The conference announced Thursday morning that not only has the remainder of SEC men's basketball tournament in Nashville, Tennessee, been cancelled, but that conference championships and regular-season competition for teams in all sports on SEC campuses have been suspended until at least March 30.
That includes the SEC championships for equestrian and gymnastics, and regular-season contests for baseball, softball and tennis, among others.
"There's no list for any of this. I have an undergraduate degree, a Masters degree from Syracuse — this was never in one of my Masters classes," SEC commissioner Greg Sankey said Thursday morning of the decision. "(This is) reality. We're learning. We're making the best decisions on the best available information."
That's in addition to the NCAA's decision later Thursday to cancel all remaining Division I men's and women's 2020 championship events through the end of the current school year, including next week's NCAA men's and women's basketball national tournaments but also involving the following sports: baseball, softball, golf, track and field, tennis, lacrosse, and rowing.
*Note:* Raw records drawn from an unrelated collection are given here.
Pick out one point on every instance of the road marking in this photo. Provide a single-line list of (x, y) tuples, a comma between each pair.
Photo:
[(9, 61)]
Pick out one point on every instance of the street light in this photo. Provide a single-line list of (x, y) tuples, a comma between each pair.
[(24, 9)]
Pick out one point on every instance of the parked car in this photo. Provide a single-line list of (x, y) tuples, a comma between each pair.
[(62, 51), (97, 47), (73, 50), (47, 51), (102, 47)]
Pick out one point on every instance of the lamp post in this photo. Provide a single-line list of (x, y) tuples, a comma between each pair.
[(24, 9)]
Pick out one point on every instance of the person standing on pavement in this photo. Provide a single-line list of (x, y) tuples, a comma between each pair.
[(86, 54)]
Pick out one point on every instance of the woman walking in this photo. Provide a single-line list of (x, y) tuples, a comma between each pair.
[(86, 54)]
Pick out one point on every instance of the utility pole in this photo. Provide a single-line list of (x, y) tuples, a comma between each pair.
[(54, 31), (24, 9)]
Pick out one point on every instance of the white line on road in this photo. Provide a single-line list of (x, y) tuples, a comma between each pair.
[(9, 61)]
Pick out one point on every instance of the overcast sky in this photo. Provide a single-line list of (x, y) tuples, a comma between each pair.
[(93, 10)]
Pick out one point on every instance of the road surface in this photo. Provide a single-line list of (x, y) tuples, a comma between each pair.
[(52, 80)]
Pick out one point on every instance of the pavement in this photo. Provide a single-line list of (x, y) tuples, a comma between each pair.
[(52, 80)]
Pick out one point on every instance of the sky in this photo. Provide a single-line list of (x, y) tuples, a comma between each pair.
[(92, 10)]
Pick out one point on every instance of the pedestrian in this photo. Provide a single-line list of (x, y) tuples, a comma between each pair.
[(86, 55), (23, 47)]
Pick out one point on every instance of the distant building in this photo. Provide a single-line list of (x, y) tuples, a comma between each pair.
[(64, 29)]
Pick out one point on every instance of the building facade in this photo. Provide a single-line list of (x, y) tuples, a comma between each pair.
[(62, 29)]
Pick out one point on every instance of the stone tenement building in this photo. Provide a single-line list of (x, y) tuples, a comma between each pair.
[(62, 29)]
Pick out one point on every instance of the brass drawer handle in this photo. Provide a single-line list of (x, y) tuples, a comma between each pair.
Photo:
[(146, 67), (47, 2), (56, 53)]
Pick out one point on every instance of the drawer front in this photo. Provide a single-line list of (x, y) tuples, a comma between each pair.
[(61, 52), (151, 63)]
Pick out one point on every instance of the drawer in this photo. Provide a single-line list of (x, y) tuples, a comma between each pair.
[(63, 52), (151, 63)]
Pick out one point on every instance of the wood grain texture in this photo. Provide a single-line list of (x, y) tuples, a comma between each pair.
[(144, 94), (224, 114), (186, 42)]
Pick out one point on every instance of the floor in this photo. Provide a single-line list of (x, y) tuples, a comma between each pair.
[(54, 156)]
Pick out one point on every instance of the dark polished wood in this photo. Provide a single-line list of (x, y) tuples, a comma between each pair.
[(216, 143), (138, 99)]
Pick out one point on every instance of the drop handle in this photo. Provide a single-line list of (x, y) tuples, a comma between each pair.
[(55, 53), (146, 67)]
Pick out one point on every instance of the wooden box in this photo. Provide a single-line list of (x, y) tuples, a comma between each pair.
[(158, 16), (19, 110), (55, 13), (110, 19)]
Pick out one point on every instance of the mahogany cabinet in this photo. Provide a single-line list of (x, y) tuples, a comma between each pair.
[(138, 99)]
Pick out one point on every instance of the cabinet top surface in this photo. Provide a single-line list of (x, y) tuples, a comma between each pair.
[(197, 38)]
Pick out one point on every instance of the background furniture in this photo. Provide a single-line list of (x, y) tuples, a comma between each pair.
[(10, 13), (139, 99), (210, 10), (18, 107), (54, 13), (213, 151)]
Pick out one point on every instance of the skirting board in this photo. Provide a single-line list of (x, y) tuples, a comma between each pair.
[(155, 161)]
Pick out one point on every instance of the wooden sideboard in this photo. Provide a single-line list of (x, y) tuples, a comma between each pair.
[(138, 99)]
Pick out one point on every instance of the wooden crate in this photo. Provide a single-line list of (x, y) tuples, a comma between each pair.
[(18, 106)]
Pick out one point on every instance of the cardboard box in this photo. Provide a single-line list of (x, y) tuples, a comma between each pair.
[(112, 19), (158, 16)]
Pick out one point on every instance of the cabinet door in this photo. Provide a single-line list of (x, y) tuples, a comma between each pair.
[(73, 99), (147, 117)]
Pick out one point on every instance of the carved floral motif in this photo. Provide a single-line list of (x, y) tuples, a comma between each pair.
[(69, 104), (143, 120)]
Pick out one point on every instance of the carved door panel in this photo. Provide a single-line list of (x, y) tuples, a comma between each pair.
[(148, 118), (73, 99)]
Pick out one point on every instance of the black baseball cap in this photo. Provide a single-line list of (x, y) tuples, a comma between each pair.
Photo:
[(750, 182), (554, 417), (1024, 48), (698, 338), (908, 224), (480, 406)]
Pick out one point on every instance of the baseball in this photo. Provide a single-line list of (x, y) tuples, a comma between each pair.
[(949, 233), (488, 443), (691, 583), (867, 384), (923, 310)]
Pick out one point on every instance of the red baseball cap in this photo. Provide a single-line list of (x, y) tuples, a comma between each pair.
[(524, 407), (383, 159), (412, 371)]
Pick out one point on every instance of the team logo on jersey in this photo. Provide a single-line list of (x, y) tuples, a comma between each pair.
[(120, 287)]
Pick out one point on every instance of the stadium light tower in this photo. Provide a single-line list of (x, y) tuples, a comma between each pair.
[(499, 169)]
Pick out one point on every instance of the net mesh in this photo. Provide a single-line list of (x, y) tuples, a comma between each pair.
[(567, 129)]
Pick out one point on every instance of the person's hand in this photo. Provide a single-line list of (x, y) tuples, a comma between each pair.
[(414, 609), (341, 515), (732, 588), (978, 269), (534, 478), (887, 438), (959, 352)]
That means no College World Series or Women's College World Series, both of which are traditionally held in late May and early June.
"(I'm) surprised that we've made the decision now in mid-March to not play softball or baseball national championships, so I look forward to learning what informed that decision," Sankey said later Thursday on the Paul Finebaum Show on the SEC Network. "I know what's informed our decisions over the last day and a half, but the news from the NCAA, we were waiting on (news about) the basketball tournaments and the championships happening now, but obviously there was a decision to go further."
Speaking to reporters midday Thursday, Sankey also left open the possibility that the conference could extend the window for suspended activities past the end of March: "It may not be March 30. It may be beyond. But that remains to be seen. We've identified a time frame where we can engage in conversation and in decision-making."
The move to suspend all on-campus athletic activities through March 30 came shortly after the league announced the cancellation of the final four days of the SEC men's basketball tournament, roughly an hour before Alabama and Tennessee were slated to open Day 2 of the event at noon Thursday.
The decision was made based on the latest developments in the spread of COVID-19, which the World Health Organization has classified as a global pandemic.
"To our fans, I know there will be a great deal of frustration. There was last night a lot of bewilderment," Sankey said. "We have a public health situation in this country and across the globe that is emerging. I'm not an epidemiologist. I'm not a researcher in immunology or infectious disease, but those who are engaged at the NCAA level provided some stark information yesterday that guided the NCAA to close its tournament to public attendance. That then guided us."
It is not yet clear what that means for spring football. Alabama is scheduled to begin practicing on Friday, and Auburn on Monday.
Both universities announced later Thursday that they would transition to online-only or alternative instruction through the first week of April. Alabama, which also extended its spring break beginning Saturday through March 24, announced it would re-evaluate its plan for future in-person instruction on or before April 6, while Auburn announced it is transitioning to online classes, closing residence halls and cancelling all sporting events through April 10.